Auf Nachfrage des Bogenhausener Anzeigers äußerte sich der Initiator indes als Privatmann. »Es muss keine Statue, keine Büste, kein Kopf sein. Ich kann mir durchaus eine moderne Denkmalform vorstellen, beispielsweise aus Karbon wie bei der Mae West«, meinte Machatschek. Der Standort sollte eine prominente Stelle sein, wo viele Leute vorbeigehen. »Das Denkmal muss gesehen werden«, sagte der Grünen-Politiker. Er nennt als Beispiel den Vorplatz am Hauptbahnhof, wenn er umgebaut ist. »Das wäre ein nobles Stadtentree«, so Machatschek. »Oder beim Literaturhaus in der Innenstadt. Auch vor der Thomas-Mann-Villa an der Poschingerstraße 1 würde es passen. Platz wäre ja da.« Thomas Mann, am 6. Juni 1875 in Lübeck geboren, entstammte einer reichen Patrizier- und Kaufmannsfamilie. 1891 hatte er das Gymnasium in der Obersekunda verlassen und war seiner Mutter und den Geschwistern nach München gefolgt, wo er dann 39 Jahre lang lebte. Zunächst arbeitete Mann als Volontär bei einer Versicherungsgesellschaft, dann als freier Schriftsteller sowie als Lektor und Korrektor bei der satirischen Zeitschrift »Simplicissimus«.
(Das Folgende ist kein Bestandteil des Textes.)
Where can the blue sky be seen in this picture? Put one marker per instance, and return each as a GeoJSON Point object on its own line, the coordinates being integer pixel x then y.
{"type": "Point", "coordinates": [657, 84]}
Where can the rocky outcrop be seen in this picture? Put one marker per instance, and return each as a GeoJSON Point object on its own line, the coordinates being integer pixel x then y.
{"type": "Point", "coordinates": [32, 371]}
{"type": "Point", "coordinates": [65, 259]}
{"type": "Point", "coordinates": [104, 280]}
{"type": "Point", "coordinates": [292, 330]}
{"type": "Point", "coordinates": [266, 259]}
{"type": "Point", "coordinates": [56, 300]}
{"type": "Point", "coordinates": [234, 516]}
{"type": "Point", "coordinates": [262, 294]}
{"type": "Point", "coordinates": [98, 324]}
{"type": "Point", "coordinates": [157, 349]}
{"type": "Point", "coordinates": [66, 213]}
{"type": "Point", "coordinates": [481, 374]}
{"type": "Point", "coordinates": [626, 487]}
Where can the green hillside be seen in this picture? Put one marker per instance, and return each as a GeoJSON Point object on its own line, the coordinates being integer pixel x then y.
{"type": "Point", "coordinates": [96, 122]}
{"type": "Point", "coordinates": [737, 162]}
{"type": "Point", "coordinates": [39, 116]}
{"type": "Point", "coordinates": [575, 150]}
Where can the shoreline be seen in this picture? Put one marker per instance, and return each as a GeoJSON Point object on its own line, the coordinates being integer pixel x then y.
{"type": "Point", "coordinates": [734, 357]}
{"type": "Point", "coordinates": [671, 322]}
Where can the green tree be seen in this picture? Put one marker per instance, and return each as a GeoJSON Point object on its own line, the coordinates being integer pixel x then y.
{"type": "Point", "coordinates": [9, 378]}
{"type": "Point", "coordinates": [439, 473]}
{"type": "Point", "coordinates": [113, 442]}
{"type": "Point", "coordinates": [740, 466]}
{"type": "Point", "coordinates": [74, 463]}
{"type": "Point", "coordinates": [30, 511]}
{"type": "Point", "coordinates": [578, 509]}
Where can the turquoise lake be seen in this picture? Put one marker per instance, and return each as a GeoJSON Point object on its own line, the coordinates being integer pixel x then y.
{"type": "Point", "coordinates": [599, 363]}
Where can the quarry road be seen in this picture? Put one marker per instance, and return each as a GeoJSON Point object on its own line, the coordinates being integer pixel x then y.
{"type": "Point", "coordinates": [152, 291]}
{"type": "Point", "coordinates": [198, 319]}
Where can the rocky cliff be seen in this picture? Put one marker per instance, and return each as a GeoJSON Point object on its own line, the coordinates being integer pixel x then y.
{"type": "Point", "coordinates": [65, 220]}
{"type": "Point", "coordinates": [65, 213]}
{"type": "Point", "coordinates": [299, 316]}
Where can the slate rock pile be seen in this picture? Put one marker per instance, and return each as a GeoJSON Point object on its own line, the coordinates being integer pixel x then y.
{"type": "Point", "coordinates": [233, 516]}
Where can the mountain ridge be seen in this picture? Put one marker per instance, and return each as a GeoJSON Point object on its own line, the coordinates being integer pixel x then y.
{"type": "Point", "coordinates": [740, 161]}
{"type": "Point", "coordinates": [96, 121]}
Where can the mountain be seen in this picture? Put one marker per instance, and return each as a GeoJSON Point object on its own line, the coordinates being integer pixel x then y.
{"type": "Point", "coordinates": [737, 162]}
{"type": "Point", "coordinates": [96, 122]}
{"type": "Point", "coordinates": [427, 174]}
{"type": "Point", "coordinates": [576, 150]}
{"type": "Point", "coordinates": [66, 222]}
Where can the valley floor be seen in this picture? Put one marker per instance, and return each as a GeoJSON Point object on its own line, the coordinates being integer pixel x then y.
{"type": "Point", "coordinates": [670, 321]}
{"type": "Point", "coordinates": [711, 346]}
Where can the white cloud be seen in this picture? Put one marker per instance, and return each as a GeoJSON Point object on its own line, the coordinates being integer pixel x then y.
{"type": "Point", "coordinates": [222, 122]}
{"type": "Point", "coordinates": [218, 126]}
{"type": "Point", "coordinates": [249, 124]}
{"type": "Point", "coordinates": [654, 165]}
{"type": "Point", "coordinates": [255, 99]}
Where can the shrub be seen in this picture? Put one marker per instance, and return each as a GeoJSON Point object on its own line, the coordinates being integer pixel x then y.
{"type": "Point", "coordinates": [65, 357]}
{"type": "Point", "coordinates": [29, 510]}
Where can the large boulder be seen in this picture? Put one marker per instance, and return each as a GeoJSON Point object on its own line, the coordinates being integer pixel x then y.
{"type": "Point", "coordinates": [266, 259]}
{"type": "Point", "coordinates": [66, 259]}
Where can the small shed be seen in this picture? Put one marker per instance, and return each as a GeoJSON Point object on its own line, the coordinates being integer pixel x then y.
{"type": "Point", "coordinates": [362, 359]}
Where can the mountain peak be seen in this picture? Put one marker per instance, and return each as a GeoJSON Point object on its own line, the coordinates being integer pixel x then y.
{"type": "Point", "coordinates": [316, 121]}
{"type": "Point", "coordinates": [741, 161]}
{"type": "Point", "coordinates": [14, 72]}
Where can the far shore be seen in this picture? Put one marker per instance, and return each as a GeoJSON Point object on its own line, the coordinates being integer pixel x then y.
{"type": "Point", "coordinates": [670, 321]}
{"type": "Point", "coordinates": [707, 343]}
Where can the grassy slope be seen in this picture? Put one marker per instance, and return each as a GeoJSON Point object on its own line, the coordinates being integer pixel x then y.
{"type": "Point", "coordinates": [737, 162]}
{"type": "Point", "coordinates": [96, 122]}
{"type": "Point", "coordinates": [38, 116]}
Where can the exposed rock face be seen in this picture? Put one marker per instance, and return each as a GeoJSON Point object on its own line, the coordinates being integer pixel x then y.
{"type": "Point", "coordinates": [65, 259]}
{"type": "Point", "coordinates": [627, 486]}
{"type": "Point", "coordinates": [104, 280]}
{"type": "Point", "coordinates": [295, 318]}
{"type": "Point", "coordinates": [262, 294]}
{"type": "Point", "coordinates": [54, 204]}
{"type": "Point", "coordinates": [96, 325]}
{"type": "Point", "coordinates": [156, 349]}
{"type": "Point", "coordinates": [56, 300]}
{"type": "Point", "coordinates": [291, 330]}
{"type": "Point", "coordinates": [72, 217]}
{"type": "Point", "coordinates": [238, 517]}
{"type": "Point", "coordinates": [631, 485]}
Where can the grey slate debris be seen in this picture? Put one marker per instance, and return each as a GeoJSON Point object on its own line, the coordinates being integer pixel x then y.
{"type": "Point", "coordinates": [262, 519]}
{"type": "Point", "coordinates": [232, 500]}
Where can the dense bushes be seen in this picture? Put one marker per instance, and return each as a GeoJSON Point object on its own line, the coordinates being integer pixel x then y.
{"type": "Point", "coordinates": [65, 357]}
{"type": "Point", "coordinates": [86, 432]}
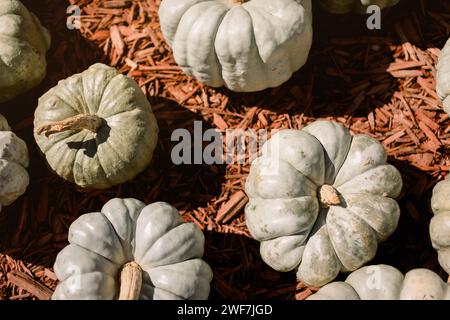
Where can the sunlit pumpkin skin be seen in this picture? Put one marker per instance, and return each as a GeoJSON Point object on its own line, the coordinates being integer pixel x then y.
{"type": "Point", "coordinates": [23, 45]}
{"type": "Point", "coordinates": [119, 149]}
{"type": "Point", "coordinates": [244, 45]}
{"type": "Point", "coordinates": [167, 250]}
{"type": "Point", "coordinates": [14, 178]}
{"type": "Point", "coordinates": [383, 282]}
{"type": "Point", "coordinates": [321, 201]}
{"type": "Point", "coordinates": [357, 6]}
{"type": "Point", "coordinates": [443, 77]}
{"type": "Point", "coordinates": [440, 223]}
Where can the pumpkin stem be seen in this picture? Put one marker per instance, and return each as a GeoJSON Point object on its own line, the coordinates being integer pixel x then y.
{"type": "Point", "coordinates": [130, 281]}
{"type": "Point", "coordinates": [89, 122]}
{"type": "Point", "coordinates": [328, 196]}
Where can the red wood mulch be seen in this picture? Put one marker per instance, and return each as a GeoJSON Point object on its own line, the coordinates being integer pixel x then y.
{"type": "Point", "coordinates": [380, 83]}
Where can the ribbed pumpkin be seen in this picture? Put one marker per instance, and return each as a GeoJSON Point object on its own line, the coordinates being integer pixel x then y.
{"type": "Point", "coordinates": [443, 77]}
{"type": "Point", "coordinates": [13, 163]}
{"type": "Point", "coordinates": [383, 282]}
{"type": "Point", "coordinates": [358, 6]}
{"type": "Point", "coordinates": [23, 45]}
{"type": "Point", "coordinates": [321, 201]}
{"type": "Point", "coordinates": [96, 128]}
{"type": "Point", "coordinates": [245, 45]}
{"type": "Point", "coordinates": [440, 223]}
{"type": "Point", "coordinates": [131, 251]}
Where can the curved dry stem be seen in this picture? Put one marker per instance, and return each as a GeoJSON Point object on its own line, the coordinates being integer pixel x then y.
{"type": "Point", "coordinates": [89, 122]}
{"type": "Point", "coordinates": [328, 196]}
{"type": "Point", "coordinates": [130, 281]}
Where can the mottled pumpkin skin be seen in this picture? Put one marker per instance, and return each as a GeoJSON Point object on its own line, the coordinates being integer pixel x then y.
{"type": "Point", "coordinates": [245, 47]}
{"type": "Point", "coordinates": [14, 178]}
{"type": "Point", "coordinates": [440, 223]}
{"type": "Point", "coordinates": [383, 282]}
{"type": "Point", "coordinates": [443, 77]}
{"type": "Point", "coordinates": [358, 6]}
{"type": "Point", "coordinates": [23, 45]}
{"type": "Point", "coordinates": [122, 147]}
{"type": "Point", "coordinates": [284, 213]}
{"type": "Point", "coordinates": [168, 250]}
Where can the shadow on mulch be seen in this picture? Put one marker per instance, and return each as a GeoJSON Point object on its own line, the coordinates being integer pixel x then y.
{"type": "Point", "coordinates": [240, 273]}
{"type": "Point", "coordinates": [34, 228]}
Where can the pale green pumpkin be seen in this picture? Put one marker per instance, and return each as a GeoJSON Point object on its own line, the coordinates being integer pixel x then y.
{"type": "Point", "coordinates": [321, 201]}
{"type": "Point", "coordinates": [358, 6]}
{"type": "Point", "coordinates": [440, 223]}
{"type": "Point", "coordinates": [131, 251]}
{"type": "Point", "coordinates": [14, 178]}
{"type": "Point", "coordinates": [23, 45]}
{"type": "Point", "coordinates": [383, 282]}
{"type": "Point", "coordinates": [245, 45]}
{"type": "Point", "coordinates": [443, 77]}
{"type": "Point", "coordinates": [96, 128]}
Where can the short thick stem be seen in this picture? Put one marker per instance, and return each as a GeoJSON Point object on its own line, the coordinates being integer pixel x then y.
{"type": "Point", "coordinates": [130, 281]}
{"type": "Point", "coordinates": [89, 122]}
{"type": "Point", "coordinates": [328, 196]}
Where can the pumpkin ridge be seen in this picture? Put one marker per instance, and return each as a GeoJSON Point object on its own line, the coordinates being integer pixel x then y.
{"type": "Point", "coordinates": [80, 160]}
{"type": "Point", "coordinates": [54, 93]}
{"type": "Point", "coordinates": [93, 252]}
{"type": "Point", "coordinates": [337, 252]}
{"type": "Point", "coordinates": [212, 50]}
{"type": "Point", "coordinates": [379, 234]}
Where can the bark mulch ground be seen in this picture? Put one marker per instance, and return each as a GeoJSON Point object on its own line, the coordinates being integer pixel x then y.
{"type": "Point", "coordinates": [377, 82]}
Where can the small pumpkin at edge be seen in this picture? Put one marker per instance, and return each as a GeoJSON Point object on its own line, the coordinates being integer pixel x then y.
{"type": "Point", "coordinates": [383, 282]}
{"type": "Point", "coordinates": [131, 251]}
{"type": "Point", "coordinates": [14, 160]}
{"type": "Point", "coordinates": [96, 128]}
{"type": "Point", "coordinates": [321, 201]}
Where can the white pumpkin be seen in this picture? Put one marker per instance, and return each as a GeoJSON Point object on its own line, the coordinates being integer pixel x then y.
{"type": "Point", "coordinates": [245, 45]}
{"type": "Point", "coordinates": [23, 45]}
{"type": "Point", "coordinates": [383, 282]}
{"type": "Point", "coordinates": [358, 6]}
{"type": "Point", "coordinates": [14, 178]}
{"type": "Point", "coordinates": [443, 77]}
{"type": "Point", "coordinates": [321, 201]}
{"type": "Point", "coordinates": [130, 251]}
{"type": "Point", "coordinates": [440, 223]}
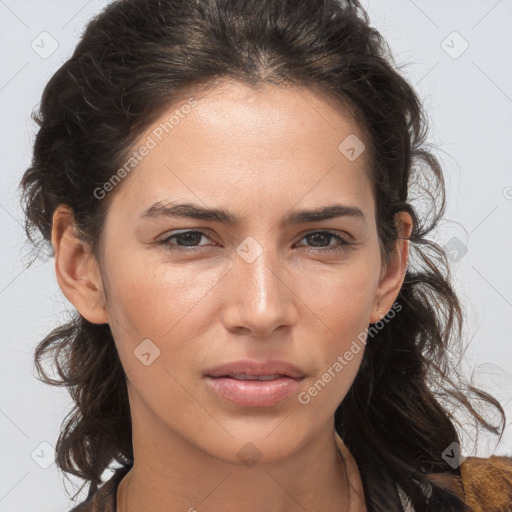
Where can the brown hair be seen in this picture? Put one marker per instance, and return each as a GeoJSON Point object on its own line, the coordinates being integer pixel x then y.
{"type": "Point", "coordinates": [136, 58]}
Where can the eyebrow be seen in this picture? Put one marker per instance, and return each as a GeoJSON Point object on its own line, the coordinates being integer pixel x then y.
{"type": "Point", "coordinates": [194, 211]}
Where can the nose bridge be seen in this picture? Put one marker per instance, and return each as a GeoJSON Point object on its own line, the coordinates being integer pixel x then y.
{"type": "Point", "coordinates": [260, 299]}
{"type": "Point", "coordinates": [258, 271]}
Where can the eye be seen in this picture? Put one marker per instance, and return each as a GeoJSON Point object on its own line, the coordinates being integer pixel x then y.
{"type": "Point", "coordinates": [185, 239]}
{"type": "Point", "coordinates": [325, 237]}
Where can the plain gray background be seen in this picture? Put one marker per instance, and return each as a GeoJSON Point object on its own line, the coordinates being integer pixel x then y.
{"type": "Point", "coordinates": [458, 55]}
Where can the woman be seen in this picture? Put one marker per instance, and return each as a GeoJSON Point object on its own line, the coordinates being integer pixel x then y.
{"type": "Point", "coordinates": [225, 186]}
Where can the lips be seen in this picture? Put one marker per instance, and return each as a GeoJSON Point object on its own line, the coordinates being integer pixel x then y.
{"type": "Point", "coordinates": [255, 384]}
{"type": "Point", "coordinates": [254, 370]}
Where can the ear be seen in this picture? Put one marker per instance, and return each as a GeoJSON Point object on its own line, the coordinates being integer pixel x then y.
{"type": "Point", "coordinates": [393, 273]}
{"type": "Point", "coordinates": [76, 268]}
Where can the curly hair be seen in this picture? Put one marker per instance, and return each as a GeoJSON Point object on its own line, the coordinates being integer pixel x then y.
{"type": "Point", "coordinates": [137, 57]}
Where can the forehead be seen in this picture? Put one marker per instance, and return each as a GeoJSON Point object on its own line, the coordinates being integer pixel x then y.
{"type": "Point", "coordinates": [233, 137]}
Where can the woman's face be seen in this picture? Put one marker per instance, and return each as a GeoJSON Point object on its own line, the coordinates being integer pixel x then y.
{"type": "Point", "coordinates": [186, 293]}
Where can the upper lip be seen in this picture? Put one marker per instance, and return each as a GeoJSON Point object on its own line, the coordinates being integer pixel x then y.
{"type": "Point", "coordinates": [256, 368]}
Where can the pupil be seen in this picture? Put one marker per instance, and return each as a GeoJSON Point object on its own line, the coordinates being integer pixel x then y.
{"type": "Point", "coordinates": [189, 237]}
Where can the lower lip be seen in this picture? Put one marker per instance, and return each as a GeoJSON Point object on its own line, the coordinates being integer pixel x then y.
{"type": "Point", "coordinates": [254, 393]}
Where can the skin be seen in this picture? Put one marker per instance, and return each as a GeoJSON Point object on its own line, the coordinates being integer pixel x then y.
{"type": "Point", "coordinates": [259, 154]}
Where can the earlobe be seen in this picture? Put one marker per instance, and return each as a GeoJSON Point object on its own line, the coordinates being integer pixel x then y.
{"type": "Point", "coordinates": [76, 268]}
{"type": "Point", "coordinates": [394, 272]}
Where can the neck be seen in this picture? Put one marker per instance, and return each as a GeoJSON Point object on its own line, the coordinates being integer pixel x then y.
{"type": "Point", "coordinates": [173, 472]}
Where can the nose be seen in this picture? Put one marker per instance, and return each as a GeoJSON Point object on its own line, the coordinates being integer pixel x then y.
{"type": "Point", "coordinates": [258, 297]}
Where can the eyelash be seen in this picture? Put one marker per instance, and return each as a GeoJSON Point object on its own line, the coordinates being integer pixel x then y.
{"type": "Point", "coordinates": [344, 244]}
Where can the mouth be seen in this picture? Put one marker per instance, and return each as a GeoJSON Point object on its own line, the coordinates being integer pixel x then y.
{"type": "Point", "coordinates": [252, 384]}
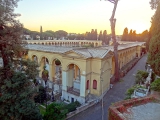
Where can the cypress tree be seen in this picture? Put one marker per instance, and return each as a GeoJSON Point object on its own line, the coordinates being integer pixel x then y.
{"type": "Point", "coordinates": [125, 35]}
{"type": "Point", "coordinates": [41, 33]}
{"type": "Point", "coordinates": [154, 49]}
{"type": "Point", "coordinates": [100, 35]}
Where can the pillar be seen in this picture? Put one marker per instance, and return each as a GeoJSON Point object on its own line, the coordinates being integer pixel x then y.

Im Februar 1905 heiratete er Katia Pringsheim, Tochter einer angesehenen Münchner Familie. Aus der Ehe gingen sechs Kinder hervor. Die Manns lebten erst in Schwabing und zogen anschließend nach Bogenhausen – in die Mauerkircherstraße 13. Der leidenschaftliche Spaziergänger Thomas Mann startete von hier aus fast täglich mit seinem Hund Bauschan – verewigt in der Novelle »Herr und Hund« – zu Wanderungen durch die noch unbebaute, teils wilde Landschaft bis nach Unterföhring. In »Herr und Hund« beschreibt Mann auch den Herzogpark mit der Aussage: »Das ist kein Wald und kein Park, das ist ein Zaubergarten, nicht mehr und nicht weniger.« Heimat in der Villa »Poschi« Für seine große Familie benötigte Mann dann ein größeres Zuhause.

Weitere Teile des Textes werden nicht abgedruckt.